Jumat, 01 Desember 2017

Bukan Dering yang Kutunggu

Tik tok tik tok. Aku mematung di hadapan jam tua ini. Menunggu. Menunggu apa? Entah. Aku pun lupa. Sudah berapa lama? Tak bisa lagi rasanya kugunakan jemari untuk menghitungnya. Yang kutahu sekarang aku menyadari gagahnya jam tua ini. Sepertinya ia dipahat dari kayu jati kemudian di cat dengan warna lebih gelap dari kayu aslinya, sapuan tiner di akhir memendarkan cahaya jingga dari satu-satunya lampu yang menyala di ruangan berisikan sepasang kursi dan meja sama tinggi di tengahnya. Seakan didesain untuk duduk berdua menikmati apapun yang bisa dinikmati.
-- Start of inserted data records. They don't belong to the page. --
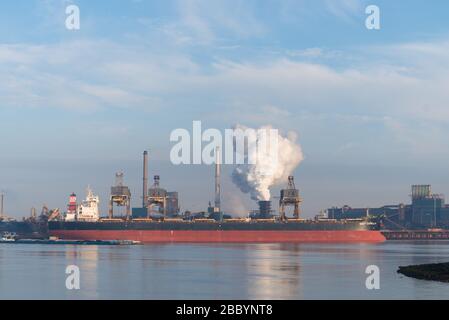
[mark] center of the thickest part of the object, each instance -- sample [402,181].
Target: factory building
[427,210]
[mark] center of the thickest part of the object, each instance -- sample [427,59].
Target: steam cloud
[269,170]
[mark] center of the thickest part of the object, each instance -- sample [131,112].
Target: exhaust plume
[273,165]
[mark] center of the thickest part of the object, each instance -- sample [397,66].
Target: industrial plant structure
[159,221]
[427,210]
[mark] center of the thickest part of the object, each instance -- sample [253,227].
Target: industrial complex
[427,210]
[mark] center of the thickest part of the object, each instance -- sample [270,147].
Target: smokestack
[217,180]
[265,209]
[145,179]
[1,205]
Aku merapikan dudukku. Kudongakkan kepala sekali lagi. Menatap lingkaran kaca dengan bingkai berwarna emas kusam berisi angka-angka Arab dan gerakan pelan jarum detik. Menyadari bahwa sudah lebih dari dua kali jarum pendek itu menunjuk ke masing-masing angka di sekitarnya. Sudah lewat satu hari sejak dia bilang akan meneleponku lagi.
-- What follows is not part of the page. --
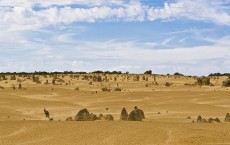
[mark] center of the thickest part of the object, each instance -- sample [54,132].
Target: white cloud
[114,55]
[201,10]
[20,15]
Ya, dia. Laki-laki itu meneleponku dua hari lalu. Dengan nada yang terdengar lebih rendah dari biasanya, mengabarkan bahwa dia baru sampai di kampung halamannya, sebuah desa pertanian di lereng gunung. Katanya Dia pamit seminggu lalu, memelukku erat sembari membisikkan bujuk rayu yang entah sudah yang keberapa kalinya ditiupkan ke telingaku. Dia mengajakku untuk ikut mengucapkan selamat tinggal pada kehidupan kota yang sesak dan penuh asap. Dia mengajakku pindah bersamanya, untuk tinggal di rumah yang baru saja ditinggalkan kedua orang tuanya karena kecelakaan. Aku menolak. Tentu saja. Kehidupanku berada di jantung kota ini. Aku masih memiliki akal sehat untuk mempertahankan karirku yang telah kubangun dengan susah payah. Aku tak cukup percaya diri dengan kemampuanku bertahan hidup di pedesaan.
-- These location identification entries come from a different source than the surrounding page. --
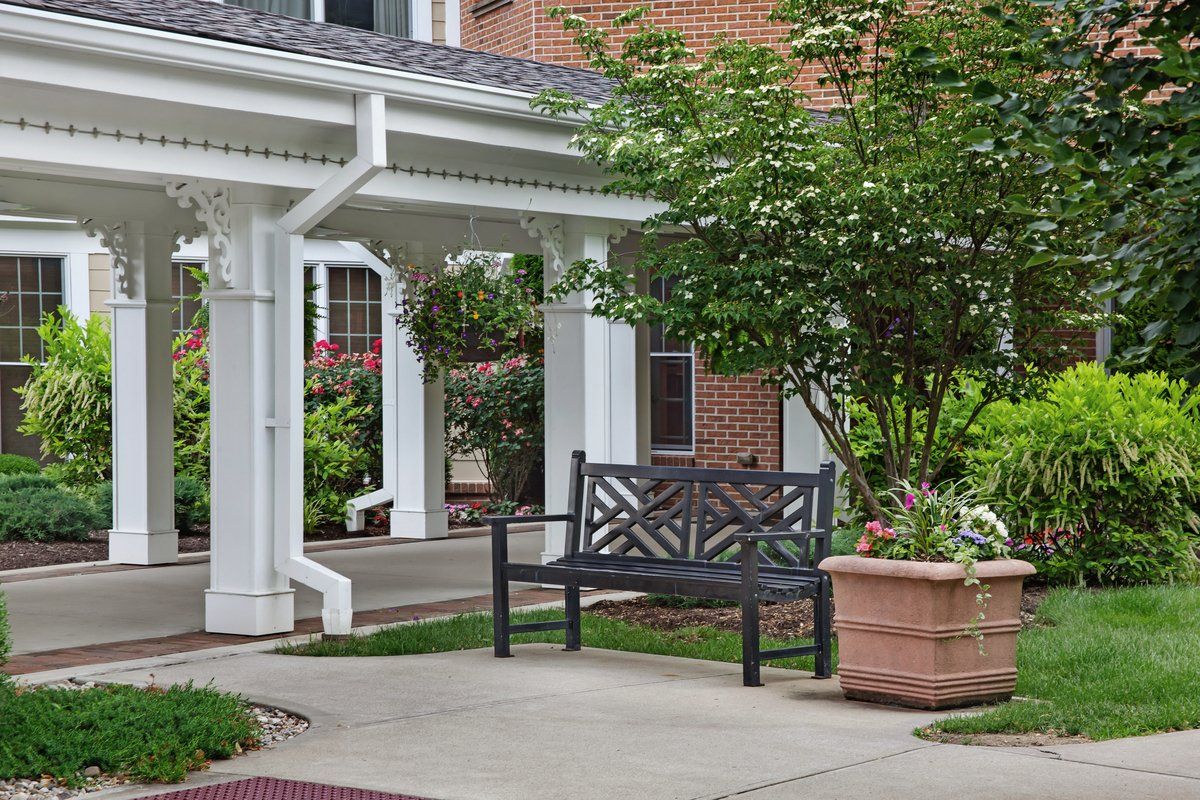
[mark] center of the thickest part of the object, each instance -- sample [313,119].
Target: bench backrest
[677,512]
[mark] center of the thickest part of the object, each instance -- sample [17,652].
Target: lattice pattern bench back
[673,512]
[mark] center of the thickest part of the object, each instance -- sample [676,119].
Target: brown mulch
[777,620]
[1042,739]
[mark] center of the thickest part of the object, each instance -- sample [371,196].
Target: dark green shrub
[191,503]
[15,464]
[1099,481]
[27,481]
[45,513]
[5,639]
[149,733]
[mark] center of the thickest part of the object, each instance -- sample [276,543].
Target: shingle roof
[215,20]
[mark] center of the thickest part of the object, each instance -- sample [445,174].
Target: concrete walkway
[95,608]
[613,726]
Ah, dia benar-benar menyisakan kesan yang mendalam untukku. Satu dari sekian banyak lelaki yang mendekatiku. Dia punya cara yang berbeda, yang membuatku takluk -tapi tidak sampai membuatku mau menyusulnya ke lereng gunung.

Kring kring. Aku tersentak. Tersenyum lebar. Akhirnya telepon putih di sudut ruangan ini mengeluarkan suara. Aku segera beranjak dari tempat dudukku, menggapai gagang telepon itu untuk menghentikan deringnya.

"Halo." Ketika kuangkat, terdengar suara lembut seorang perempuan di seberang sana. Aku mengerenyit menerka-nerka. Namun, kebingunganku sirna seketika saat perempuan itu melanjutkan kalimatnya.

"Apakah benar ini Bu Indah? Keluarga Pak Adi?"

"Ya, benar. Siapa ini?"

"Saya perawat, Bu. Mohon maaf, orang yang sebelumnya mengantar beliau kemari baru saja menemukan nomor telepon Anda di saku celananya dan meminta kami untuk menghubungi Anda. Kami ingin memberitahu bahwa Pak Adi dirawat di rumah sakit kami dan belum sadarkan diri sejak dua hari lalu. Dia menderita luka bakar yang cukup parah. Meskipun masih belum sadar, saat ini keadaan beliau sudah mulai membaik dan bisa dibesuk. Maaf, Bu? Bu? Bu?"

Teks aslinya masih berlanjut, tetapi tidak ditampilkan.